History

United Kingdom
- Name: Dowson
- Builder: Aberdeen
- Launched: 1804
- Fate: Wrecked 9 May 1824

General characteristics
- Tons burthen: 370 (bm)
- Armament: 8 × 18-pounder guns

= Dowson (1804 ship) =

British merchant ship (1804–1824)

Dowson was launched in Aberdeen in 1804. She spent 10 years as a transport, presumably for the government. Between 1814 and 1819 she disappeared from the registers, though ship arrival and departure data suggests some activity from 1817 on. From 1819 on she traded to Africa, and elsewhere. She wrecked in the St Lawrence River in 1824.

==Career==
Dowson first appeared in Lloyd's Register (LR) in 1804.

| Year | Master | Owner | Trade | Source |
|---|---|---|---|---|
| 1804 | Davidson | Gibbons | London transport | LR |
| 1814 | Davidson | Gibbons | London transport | LR |

Between 1814 and 1819 Dowson disappeared from the registers. She reappeared in 1819. LR showed her having undergone work on her topsides and bends in 1818, and having had a large repair in 1819. The Register of Shipping (RS) gave her name as Dowsons, and reported repairs in 1817.

| Year | Master | Owner | Trade | Source & notes |
|---|---|---|---|---|
| 1819 | Dermer | R.Gibbon | London–Saint Thomas London–Sierra Leone | RS: large and small repairs 1817 |
| 1819 | C.Dormer | Gibbon | London–Sierra Leone | LR; large repair 1819 |
| 1820 | T.Dormer Jameson | Gibbon | Plymouth–Sierra Leone London–C.G.H. | LR; thorough repair 1819 |

On 10 October 1820 Captain Jameson and Dowson arrived at South Africa with 21 private party settlers.

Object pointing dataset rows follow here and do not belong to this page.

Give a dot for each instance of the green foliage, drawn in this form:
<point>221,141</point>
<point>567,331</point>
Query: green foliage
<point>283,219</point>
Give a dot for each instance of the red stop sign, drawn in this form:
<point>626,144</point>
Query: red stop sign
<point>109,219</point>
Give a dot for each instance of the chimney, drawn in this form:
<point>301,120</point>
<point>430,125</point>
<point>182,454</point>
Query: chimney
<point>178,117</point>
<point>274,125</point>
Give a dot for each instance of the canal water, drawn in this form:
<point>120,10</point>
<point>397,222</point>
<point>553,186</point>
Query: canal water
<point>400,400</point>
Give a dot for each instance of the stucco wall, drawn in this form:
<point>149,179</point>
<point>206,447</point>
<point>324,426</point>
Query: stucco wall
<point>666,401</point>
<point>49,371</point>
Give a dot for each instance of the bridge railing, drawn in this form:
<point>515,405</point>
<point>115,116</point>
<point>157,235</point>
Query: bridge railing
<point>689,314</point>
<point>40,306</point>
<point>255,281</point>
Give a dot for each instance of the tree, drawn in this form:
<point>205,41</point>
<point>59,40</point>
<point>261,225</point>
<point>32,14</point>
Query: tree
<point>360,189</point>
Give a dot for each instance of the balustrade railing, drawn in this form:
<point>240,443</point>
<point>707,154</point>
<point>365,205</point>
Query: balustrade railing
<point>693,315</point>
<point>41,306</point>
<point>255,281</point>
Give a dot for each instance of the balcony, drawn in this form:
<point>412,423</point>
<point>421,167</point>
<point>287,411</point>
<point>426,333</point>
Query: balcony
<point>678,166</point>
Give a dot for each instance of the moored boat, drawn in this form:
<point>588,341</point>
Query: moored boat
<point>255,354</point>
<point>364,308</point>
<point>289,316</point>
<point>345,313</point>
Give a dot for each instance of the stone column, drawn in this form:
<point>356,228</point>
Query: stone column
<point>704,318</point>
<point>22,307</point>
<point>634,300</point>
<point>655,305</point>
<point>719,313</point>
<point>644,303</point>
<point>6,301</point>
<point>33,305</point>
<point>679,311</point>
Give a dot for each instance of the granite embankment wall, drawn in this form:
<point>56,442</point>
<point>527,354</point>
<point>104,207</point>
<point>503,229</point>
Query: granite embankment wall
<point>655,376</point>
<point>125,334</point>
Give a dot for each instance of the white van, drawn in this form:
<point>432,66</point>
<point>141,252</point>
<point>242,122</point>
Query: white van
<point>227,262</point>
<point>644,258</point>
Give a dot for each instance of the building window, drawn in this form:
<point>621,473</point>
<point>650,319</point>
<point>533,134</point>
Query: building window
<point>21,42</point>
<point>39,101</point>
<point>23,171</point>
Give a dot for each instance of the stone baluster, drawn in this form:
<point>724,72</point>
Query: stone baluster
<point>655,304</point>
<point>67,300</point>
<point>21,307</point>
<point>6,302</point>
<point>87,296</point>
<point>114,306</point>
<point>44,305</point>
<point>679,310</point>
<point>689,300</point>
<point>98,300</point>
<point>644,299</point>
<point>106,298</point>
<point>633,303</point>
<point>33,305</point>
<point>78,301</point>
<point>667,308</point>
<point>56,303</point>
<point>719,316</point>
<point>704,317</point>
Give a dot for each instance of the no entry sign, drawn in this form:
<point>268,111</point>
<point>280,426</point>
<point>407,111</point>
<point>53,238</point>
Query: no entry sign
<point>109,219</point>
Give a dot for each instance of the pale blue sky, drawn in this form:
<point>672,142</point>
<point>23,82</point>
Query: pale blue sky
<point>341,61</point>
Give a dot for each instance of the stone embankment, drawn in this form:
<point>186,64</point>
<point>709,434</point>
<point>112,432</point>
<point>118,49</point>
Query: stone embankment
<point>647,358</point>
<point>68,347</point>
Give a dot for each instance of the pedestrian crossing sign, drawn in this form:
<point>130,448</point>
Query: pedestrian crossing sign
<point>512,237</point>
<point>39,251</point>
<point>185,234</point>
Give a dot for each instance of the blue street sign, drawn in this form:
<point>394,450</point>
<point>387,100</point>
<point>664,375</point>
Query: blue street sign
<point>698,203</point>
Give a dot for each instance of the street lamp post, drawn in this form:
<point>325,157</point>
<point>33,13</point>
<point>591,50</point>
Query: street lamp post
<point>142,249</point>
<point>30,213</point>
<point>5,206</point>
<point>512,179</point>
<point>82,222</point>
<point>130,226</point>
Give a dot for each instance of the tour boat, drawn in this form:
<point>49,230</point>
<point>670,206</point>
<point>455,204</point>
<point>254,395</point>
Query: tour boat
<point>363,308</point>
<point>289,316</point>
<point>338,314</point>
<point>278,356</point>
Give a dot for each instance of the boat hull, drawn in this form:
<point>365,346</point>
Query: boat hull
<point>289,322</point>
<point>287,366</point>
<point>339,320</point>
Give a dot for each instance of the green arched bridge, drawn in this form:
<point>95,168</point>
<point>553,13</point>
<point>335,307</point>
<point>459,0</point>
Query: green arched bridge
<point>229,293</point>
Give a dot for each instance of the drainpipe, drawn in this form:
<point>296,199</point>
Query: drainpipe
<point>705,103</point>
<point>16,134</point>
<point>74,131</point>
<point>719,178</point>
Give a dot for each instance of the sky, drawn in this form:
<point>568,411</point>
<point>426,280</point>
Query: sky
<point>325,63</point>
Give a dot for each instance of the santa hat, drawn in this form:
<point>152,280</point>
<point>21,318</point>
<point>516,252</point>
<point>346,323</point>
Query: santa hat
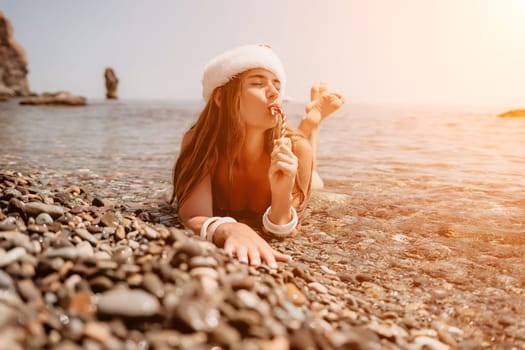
<point>227,65</point>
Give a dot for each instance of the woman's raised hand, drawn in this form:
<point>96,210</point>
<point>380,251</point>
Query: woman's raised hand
<point>242,241</point>
<point>283,168</point>
<point>324,101</point>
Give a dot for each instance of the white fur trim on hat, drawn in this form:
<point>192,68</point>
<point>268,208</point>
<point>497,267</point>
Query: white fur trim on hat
<point>224,67</point>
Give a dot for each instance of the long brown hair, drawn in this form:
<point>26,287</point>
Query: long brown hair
<point>219,131</point>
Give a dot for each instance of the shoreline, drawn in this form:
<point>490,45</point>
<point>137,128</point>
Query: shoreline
<point>114,244</point>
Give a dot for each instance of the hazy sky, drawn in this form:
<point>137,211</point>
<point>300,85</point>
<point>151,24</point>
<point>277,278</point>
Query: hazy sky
<point>444,52</point>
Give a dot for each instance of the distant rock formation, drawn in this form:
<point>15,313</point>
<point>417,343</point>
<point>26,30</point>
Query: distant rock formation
<point>515,113</point>
<point>61,98</point>
<point>111,83</point>
<point>13,63</point>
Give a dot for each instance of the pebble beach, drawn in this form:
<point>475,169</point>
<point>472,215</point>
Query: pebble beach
<point>83,269</point>
<point>393,254</point>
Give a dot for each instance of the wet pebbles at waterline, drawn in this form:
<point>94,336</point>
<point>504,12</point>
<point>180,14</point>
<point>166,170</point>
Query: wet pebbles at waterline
<point>82,271</point>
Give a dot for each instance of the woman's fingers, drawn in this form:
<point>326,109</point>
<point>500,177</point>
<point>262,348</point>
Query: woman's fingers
<point>254,257</point>
<point>280,256</point>
<point>242,254</point>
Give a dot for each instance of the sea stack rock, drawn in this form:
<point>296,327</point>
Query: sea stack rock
<point>60,98</point>
<point>111,83</point>
<point>13,63</point>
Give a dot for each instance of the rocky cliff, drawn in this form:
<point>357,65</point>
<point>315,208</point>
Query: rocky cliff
<point>13,63</point>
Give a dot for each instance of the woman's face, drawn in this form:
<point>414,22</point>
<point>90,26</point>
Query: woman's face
<point>260,89</point>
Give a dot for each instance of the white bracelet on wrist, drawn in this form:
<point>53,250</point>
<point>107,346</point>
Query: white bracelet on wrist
<point>204,227</point>
<point>215,222</point>
<point>280,230</point>
<point>215,225</point>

| Year | Master | Owner | Trade | Source & notes |
|---|---|---|---|---|
| 1824 | Jameson | Gibbon | Leith–St Davids | LR; thorough repair 1819 |
| 1824 | Jameson | R.Gibbon | London–Malta | RS; small repairs 1817 |

==Fate==
Dowson was lost on 9 May 1824 in the Saint Lawrence River. British Queen rescued the crew.